Aller au contenu

Page:Taxil, Hacks, Le Diable au XIXe siècle, Delhomme et Briguet, 1894.djvu/146

La bibliothèque libre.
Le texte de cette page a été corrigé et est conforme au fac-similé.

Le produit de la collecte est censément affecté à soulager les infortunes des adeptes malheureux ; en réalité, il sert, comme les cotisations, à payer les frais de culte et de propagande.

Le Temple de l’Avenir est ainsi nommé, parce qu’il est exclusivement réservé aux séances de magie divinatoire. Une jeune dévadase, la sœur Indra, s’assit sur un trépied en fer ; le frère Walder la magnétisa. On enfonça de longues épingles dans les bras nus de la prophétesse, sans que le sang coulât, sans que les muscles eussent la moindre contraction, sans que son visage trahît la moindre souffrance.
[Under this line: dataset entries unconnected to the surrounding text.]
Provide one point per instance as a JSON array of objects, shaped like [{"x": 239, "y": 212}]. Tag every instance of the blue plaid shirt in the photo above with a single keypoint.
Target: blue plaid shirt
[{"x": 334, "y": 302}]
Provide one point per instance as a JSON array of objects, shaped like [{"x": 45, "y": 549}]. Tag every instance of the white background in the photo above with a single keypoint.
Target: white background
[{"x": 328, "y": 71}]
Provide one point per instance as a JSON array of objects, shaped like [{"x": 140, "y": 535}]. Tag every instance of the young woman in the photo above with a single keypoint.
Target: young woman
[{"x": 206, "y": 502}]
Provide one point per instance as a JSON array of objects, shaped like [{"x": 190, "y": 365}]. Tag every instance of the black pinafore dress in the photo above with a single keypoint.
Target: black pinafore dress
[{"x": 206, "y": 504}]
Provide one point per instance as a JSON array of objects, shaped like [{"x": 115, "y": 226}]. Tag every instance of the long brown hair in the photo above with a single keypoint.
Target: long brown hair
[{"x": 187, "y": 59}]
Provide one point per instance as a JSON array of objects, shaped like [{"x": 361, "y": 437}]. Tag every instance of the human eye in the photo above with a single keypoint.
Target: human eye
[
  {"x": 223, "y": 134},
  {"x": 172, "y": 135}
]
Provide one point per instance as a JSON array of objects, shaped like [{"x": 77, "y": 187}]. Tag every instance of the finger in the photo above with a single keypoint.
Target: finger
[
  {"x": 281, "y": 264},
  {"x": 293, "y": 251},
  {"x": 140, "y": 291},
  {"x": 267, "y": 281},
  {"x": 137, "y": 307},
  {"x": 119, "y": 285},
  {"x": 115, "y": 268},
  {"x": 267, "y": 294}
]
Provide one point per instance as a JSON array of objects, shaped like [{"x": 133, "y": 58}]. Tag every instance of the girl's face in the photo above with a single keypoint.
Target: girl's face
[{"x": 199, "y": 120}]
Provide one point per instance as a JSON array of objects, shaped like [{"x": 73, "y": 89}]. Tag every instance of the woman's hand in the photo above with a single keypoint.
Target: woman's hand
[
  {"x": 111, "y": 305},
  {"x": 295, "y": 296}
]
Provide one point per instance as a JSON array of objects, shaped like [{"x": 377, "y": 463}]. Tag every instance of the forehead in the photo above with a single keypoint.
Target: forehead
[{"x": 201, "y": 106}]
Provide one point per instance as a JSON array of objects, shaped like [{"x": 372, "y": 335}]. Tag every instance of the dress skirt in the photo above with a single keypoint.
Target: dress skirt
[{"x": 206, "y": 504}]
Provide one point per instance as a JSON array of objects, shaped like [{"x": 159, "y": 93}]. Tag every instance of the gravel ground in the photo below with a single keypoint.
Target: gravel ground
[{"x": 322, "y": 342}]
Puis, à la ronde, on lui posa des questions.

Il est inutile que je reproduise les nombreuses demandes et réponses de cette soirée. Chacun avait le droit d’interroger la dévadase magnétisée. C’étaient surtout les Indiens qui la questionnaient, et leurs demandes avaient trait à des renseignements particuliers, intimes même, qui n’avaient d’intérêt que pour eux.

Je m’approchai à mon tour de la sœur Indra, et, lui faisant toucher mon cordon du rite de Memphis, à moi délivré par le grand hiérophante de Naples, je lui posai la question suivante :

— Quelle est la profession de la personne de qui je tiens cet objet ?

La dévadase me répondit sans aucune hésitation :

— Cette personne est un frère, qui, dans le monde profane, exerce la profession de maître d’armes.

Pessina, en effet, donne des leçons d’escrime ; c’est, après la maçonnerie, la principale corde qu’il a à son arc.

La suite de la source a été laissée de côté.